Rhizobacteria prime the activation of defence and nutritional responses to suppress aphid populations on barley

Interactions between plant and soil microbes are widespread and modulate plant-insect herbivore interactions. Still, it remains unclear how these shapes the overall plant defence responses and the mechanisms involved. Here, we performed bioassays with barley (Hordeum vulgare) plants to study the underlying molecular pathways induced by two rhizobacteria, Acidovorax radicis or Bacillus subtilis, against the phloem feeding aphid Sitobion avenae over three timepoints.
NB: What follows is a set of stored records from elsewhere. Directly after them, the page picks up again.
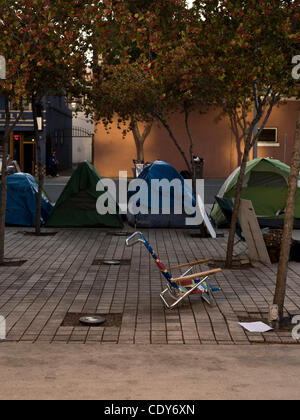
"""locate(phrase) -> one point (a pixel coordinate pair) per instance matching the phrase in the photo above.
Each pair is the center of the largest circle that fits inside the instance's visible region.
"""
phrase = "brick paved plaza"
(59, 278)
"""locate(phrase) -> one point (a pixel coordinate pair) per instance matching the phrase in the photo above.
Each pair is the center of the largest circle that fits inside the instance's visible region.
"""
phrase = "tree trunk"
(288, 225)
(7, 131)
(237, 201)
(3, 181)
(39, 168)
(140, 138)
(203, 230)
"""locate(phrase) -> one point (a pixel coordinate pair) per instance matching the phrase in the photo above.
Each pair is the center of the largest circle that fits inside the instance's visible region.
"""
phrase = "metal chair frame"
(174, 287)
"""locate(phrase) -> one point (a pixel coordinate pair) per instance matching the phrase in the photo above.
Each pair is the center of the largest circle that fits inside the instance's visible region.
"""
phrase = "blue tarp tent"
(22, 193)
(153, 210)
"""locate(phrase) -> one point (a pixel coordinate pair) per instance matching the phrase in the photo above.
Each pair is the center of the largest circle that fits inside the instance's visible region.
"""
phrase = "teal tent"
(76, 206)
(265, 184)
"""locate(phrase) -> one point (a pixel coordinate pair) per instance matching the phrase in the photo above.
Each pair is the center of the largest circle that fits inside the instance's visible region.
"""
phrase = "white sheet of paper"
(256, 326)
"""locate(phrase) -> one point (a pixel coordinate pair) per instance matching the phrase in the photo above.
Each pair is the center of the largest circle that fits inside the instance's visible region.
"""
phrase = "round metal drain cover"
(112, 262)
(92, 320)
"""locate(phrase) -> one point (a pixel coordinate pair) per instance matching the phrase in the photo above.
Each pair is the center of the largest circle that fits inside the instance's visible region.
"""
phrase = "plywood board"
(252, 233)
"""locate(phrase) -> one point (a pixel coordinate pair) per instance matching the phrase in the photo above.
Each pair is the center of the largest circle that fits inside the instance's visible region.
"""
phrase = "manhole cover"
(119, 234)
(74, 319)
(111, 262)
(13, 263)
(40, 234)
(92, 320)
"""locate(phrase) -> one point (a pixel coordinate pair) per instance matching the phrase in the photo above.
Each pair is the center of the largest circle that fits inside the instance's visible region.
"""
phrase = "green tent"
(76, 206)
(265, 184)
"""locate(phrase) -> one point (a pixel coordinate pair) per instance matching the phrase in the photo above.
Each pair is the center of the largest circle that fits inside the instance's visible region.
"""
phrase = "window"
(269, 137)
(14, 107)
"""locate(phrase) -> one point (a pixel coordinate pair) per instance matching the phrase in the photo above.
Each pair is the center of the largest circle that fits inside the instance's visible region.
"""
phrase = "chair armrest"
(198, 275)
(176, 267)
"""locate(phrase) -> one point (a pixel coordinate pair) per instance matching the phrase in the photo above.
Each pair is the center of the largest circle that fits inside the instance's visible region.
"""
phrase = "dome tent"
(76, 206)
(265, 184)
(22, 192)
(155, 217)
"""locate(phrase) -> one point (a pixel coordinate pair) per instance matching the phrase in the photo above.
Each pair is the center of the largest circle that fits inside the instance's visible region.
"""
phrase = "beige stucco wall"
(213, 141)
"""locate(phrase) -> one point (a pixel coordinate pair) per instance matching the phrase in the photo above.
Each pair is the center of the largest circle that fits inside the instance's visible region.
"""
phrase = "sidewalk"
(148, 372)
(59, 278)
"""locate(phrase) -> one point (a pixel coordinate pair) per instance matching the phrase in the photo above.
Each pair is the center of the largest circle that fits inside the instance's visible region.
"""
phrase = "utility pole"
(255, 146)
(2, 67)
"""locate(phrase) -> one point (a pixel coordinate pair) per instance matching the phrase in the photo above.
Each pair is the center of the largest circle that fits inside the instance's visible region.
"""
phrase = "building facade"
(213, 138)
(55, 134)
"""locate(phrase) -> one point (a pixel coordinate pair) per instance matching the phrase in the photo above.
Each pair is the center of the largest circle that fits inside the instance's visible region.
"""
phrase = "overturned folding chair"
(183, 286)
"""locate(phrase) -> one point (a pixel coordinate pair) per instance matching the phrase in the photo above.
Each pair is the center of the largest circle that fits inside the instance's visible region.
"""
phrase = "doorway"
(22, 149)
(29, 157)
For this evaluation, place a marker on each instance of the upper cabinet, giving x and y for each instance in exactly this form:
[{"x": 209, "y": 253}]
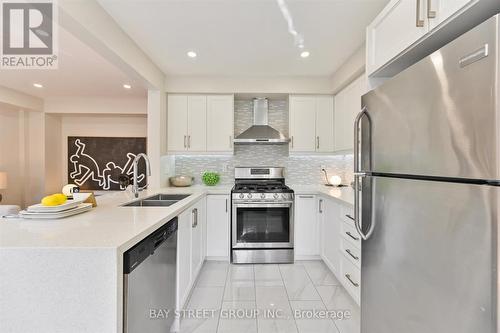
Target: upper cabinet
[
  {"x": 399, "y": 25},
  {"x": 311, "y": 124},
  {"x": 440, "y": 10},
  {"x": 400, "y": 35},
  {"x": 347, "y": 106},
  {"x": 199, "y": 123},
  {"x": 220, "y": 123}
]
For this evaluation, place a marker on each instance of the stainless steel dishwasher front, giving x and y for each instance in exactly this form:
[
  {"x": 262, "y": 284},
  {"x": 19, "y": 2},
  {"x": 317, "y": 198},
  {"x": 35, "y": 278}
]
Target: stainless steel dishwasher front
[{"x": 149, "y": 270}]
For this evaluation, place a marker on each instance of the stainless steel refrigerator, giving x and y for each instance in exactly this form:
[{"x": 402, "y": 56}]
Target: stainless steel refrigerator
[{"x": 427, "y": 161}]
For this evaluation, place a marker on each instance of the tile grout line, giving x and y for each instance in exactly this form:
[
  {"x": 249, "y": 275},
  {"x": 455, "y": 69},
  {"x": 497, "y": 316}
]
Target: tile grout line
[
  {"x": 222, "y": 299},
  {"x": 255, "y": 294},
  {"x": 321, "y": 298},
  {"x": 288, "y": 297}
]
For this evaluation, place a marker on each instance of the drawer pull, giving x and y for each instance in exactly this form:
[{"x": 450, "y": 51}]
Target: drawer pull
[
  {"x": 348, "y": 233},
  {"x": 348, "y": 277},
  {"x": 352, "y": 255}
]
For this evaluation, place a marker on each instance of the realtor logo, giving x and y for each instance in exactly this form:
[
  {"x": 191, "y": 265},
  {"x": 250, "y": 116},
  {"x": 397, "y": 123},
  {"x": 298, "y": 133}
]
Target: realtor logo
[{"x": 28, "y": 34}]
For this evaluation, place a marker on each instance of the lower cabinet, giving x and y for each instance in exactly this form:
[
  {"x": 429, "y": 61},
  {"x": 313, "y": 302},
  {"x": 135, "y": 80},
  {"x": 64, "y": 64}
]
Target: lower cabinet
[
  {"x": 341, "y": 244},
  {"x": 330, "y": 235},
  {"x": 306, "y": 226},
  {"x": 190, "y": 249},
  {"x": 218, "y": 227}
]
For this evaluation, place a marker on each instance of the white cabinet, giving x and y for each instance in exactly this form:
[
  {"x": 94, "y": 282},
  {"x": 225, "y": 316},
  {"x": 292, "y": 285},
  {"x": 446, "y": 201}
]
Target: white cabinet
[
  {"x": 393, "y": 30},
  {"x": 200, "y": 123},
  {"x": 311, "y": 123},
  {"x": 306, "y": 226},
  {"x": 197, "y": 119},
  {"x": 330, "y": 235},
  {"x": 183, "y": 258},
  {"x": 347, "y": 106},
  {"x": 443, "y": 9},
  {"x": 190, "y": 250},
  {"x": 399, "y": 35},
  {"x": 198, "y": 219},
  {"x": 218, "y": 226},
  {"x": 187, "y": 116},
  {"x": 177, "y": 122},
  {"x": 302, "y": 123},
  {"x": 324, "y": 124},
  {"x": 220, "y": 123}
]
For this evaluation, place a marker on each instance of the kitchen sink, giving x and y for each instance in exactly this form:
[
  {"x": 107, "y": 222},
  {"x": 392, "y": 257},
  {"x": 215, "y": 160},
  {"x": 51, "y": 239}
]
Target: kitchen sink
[{"x": 159, "y": 200}]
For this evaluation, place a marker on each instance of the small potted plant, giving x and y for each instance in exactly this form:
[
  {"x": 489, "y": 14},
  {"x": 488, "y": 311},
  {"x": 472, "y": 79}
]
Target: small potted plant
[{"x": 210, "y": 178}]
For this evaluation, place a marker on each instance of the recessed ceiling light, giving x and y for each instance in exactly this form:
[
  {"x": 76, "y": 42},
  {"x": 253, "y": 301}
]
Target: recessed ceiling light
[{"x": 304, "y": 54}]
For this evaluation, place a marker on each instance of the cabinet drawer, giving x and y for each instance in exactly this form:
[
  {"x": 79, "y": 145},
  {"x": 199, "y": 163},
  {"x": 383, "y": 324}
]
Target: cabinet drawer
[
  {"x": 347, "y": 214},
  {"x": 350, "y": 233},
  {"x": 351, "y": 252},
  {"x": 351, "y": 278}
]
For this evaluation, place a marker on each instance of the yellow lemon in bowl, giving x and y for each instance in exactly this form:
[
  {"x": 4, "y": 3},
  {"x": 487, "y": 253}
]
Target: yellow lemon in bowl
[{"x": 54, "y": 200}]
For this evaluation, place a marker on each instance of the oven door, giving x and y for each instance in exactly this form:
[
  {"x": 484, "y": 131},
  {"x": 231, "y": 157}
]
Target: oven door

Root colonization by A. radicis or B. subtilis suppressed aphid populations on barley. Analysis of differentially expressed genes and co-expressed gene modules revealed a combination of rhizobacteria and aphid induced plant responses. Aphid feeding triggered distinct plant responses in rhizobacteria-inoculated barley compared to controls, in phytohormone, glutathione, and phenylpropanoid pathways within 24 hours. By day 7, stronger responses were observed in phenylpropanoid and nutrient pathways. By day 21, changes occurred in flavonoid pathways and genes related to tissue damage and repair. Our study suggests that rhizobacteria inoculation of barley against aphids is dynamic and acts through several molecular pathways to induce plant resistance (defences) and tolerance (nutrition and growth) to aphids. Future research holds promise for exploiting these interactions for sustainable crop protection and pest management in agriculture.